Performance and memory issues in slice and compute operations #6295

hmkhatri · 2022-02-24T00:05:05Z

hmkhatri
Feb 24, 2022

I am working with multi-ensemble output and I use concat operation to combine multiple files into one xarray dataset.

ds =[]
ds_month = []
for ensemble in ensemble_paths:

     d = xr.open_mfdataset(ensemble + "*.nc", chunks={'time':1, 'lat':45, 'lon':60}) # read all times
     ds.append(d)
     d = xr.open_dataset(ensemble + "time_0.nc", chunks={'time':1, 'lat':45, 'lon':60}) # read specific time
     ds_month.append(d)

ds = xr.concat(ds, dim="r")
ds_month = xr.concat(ds_month, dim="r")
ds = ds.chunk({'r':-1})
ds_month = ds_month.chunk({'r':-1})

The main issue

I want to compute mean over ensemble members for a specific time snapshot. I compared the required calculation using two methods (for consistency, chunks were defined the same way in both)

From the dataset above, slice the required time snapshot and compute mean.

ds_mean = ds.isel(time=0).mean('r').compute()

Read files for the required time snapshot only and compute mean.

ds_mean = ds_month.mean('r').compute()

I was expecting both methods to have similar efficiencies. However, method 1 tends to be significantly slower with a lot of inter-worker communication and data transfer (see task stream below).

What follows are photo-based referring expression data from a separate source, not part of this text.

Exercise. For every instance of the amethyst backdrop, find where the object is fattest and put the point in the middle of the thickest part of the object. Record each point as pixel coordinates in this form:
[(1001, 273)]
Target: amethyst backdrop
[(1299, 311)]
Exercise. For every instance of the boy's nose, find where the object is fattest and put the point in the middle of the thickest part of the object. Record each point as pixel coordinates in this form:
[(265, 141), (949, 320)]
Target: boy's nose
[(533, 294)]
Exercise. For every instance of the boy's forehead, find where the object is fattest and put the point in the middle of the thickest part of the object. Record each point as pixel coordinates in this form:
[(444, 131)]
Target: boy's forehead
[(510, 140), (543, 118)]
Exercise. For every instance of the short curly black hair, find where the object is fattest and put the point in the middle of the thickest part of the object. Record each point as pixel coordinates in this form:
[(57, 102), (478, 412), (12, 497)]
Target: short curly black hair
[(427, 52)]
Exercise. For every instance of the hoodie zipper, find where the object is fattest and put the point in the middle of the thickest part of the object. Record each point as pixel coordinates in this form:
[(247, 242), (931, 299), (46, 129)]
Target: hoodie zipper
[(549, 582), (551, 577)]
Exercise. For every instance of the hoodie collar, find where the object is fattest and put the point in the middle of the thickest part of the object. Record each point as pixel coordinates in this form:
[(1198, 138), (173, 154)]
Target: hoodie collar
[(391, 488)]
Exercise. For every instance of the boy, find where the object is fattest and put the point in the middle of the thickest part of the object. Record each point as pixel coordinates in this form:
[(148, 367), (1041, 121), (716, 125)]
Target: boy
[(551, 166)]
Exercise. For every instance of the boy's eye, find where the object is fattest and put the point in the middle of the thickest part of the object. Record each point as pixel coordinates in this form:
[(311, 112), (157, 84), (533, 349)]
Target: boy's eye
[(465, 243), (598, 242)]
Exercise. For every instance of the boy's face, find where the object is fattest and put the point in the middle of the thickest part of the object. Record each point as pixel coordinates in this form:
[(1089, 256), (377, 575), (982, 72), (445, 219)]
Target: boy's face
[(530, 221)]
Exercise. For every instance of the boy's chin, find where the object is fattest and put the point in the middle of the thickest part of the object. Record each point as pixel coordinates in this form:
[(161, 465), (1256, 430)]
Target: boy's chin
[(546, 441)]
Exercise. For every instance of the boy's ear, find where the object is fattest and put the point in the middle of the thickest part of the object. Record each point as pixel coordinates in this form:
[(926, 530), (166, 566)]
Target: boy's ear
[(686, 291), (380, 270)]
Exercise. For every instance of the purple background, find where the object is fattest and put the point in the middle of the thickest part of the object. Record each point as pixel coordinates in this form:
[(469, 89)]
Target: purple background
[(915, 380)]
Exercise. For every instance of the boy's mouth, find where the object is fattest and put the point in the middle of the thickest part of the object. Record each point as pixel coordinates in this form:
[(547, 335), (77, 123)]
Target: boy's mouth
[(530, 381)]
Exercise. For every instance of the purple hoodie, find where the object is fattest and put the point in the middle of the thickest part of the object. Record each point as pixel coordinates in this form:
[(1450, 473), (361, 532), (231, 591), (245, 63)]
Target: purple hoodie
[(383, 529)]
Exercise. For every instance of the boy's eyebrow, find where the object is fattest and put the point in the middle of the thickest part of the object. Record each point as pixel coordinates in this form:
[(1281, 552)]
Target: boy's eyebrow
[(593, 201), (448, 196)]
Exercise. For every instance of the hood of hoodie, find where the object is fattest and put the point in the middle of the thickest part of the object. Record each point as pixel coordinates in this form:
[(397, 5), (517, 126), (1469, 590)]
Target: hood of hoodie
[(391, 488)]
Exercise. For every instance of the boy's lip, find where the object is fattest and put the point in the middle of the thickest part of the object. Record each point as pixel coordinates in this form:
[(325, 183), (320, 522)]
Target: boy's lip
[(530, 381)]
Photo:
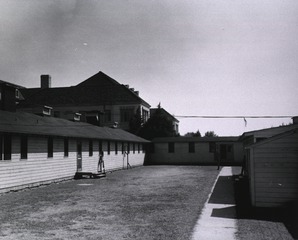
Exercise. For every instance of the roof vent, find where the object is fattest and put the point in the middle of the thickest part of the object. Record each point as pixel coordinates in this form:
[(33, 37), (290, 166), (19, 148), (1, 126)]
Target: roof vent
[(77, 117), (45, 81), (47, 111)]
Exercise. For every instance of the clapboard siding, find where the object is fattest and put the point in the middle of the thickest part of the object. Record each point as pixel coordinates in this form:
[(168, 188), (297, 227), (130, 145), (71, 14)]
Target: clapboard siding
[(38, 169), (275, 171)]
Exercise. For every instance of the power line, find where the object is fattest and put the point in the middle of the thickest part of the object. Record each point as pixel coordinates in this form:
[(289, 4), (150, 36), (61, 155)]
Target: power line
[(194, 116)]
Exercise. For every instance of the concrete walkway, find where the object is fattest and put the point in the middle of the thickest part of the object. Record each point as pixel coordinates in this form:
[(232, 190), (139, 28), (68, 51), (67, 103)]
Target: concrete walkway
[(210, 225)]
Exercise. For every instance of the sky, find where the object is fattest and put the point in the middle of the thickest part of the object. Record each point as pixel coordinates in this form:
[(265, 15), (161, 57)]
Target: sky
[(195, 57)]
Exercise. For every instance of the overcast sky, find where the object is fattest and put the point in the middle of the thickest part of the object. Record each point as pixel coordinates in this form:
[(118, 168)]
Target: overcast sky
[(196, 57)]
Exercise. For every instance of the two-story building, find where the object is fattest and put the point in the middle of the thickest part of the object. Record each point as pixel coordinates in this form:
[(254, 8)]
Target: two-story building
[(10, 96), (99, 100), (170, 117)]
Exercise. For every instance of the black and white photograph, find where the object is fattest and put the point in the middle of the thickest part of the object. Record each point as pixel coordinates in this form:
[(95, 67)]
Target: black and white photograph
[(148, 119)]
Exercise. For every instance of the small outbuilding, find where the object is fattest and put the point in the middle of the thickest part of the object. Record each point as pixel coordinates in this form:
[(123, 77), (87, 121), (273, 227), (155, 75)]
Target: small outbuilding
[(40, 149), (273, 169), (196, 151)]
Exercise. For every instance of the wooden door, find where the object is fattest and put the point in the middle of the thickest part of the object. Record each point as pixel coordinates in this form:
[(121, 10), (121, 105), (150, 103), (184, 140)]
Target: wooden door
[(79, 156)]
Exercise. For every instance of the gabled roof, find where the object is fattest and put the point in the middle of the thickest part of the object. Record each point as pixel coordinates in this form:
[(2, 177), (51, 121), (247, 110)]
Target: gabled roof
[(11, 84), (275, 137), (269, 132), (99, 89), (26, 123), (195, 139), (164, 112)]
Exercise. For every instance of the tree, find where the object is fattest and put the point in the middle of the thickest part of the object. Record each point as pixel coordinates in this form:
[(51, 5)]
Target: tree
[(210, 134), (193, 134), (157, 126)]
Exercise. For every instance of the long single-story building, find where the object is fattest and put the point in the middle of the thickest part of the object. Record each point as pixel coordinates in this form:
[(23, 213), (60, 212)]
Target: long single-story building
[(196, 151), (41, 149)]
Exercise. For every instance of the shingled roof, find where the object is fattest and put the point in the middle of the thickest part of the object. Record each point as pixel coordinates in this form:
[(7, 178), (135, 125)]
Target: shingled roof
[(26, 123), (99, 89)]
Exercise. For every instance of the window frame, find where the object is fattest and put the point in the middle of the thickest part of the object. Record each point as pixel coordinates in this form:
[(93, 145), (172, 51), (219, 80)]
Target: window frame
[(50, 147), (66, 147), (171, 147), (24, 147), (191, 147), (90, 148)]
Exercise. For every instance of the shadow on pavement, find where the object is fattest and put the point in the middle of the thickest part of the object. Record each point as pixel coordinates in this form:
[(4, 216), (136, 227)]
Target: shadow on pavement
[(235, 190)]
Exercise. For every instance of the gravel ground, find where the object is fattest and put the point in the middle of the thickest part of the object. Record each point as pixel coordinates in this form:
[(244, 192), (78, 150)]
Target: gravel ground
[(154, 202), (263, 223)]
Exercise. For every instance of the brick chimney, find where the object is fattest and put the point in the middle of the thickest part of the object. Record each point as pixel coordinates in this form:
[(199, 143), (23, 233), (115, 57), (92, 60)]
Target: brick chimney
[(45, 81)]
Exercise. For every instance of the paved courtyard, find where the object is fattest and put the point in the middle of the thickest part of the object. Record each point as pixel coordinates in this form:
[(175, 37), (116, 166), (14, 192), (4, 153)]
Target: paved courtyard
[(154, 202)]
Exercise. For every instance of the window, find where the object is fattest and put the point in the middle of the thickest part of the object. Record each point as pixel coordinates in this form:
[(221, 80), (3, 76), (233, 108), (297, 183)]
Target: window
[(109, 147), (100, 146), (122, 147), (90, 148), (47, 110), (17, 92), (24, 147), (50, 147), (126, 114), (212, 147), (107, 116), (128, 147), (133, 147), (191, 147), (171, 147), (66, 144), (152, 147), (116, 148), (145, 115)]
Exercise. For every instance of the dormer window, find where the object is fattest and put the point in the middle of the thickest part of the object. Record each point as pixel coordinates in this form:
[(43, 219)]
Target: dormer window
[(47, 111), (77, 117), (17, 93)]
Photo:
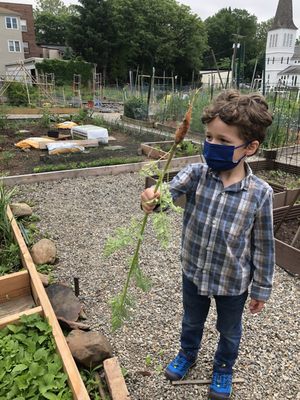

On the other hand, method 2 works very smoothly.

It seems that, in method 1, data for a lot of time snapshots is being loaded before slicing. This issue is related to issue dask/dask#3595. Based on suggestions @dcherian and others, map_blocks(numpy.copy) should work fine. However, I could not make it work (I am new to map_blocks) and I get the following error.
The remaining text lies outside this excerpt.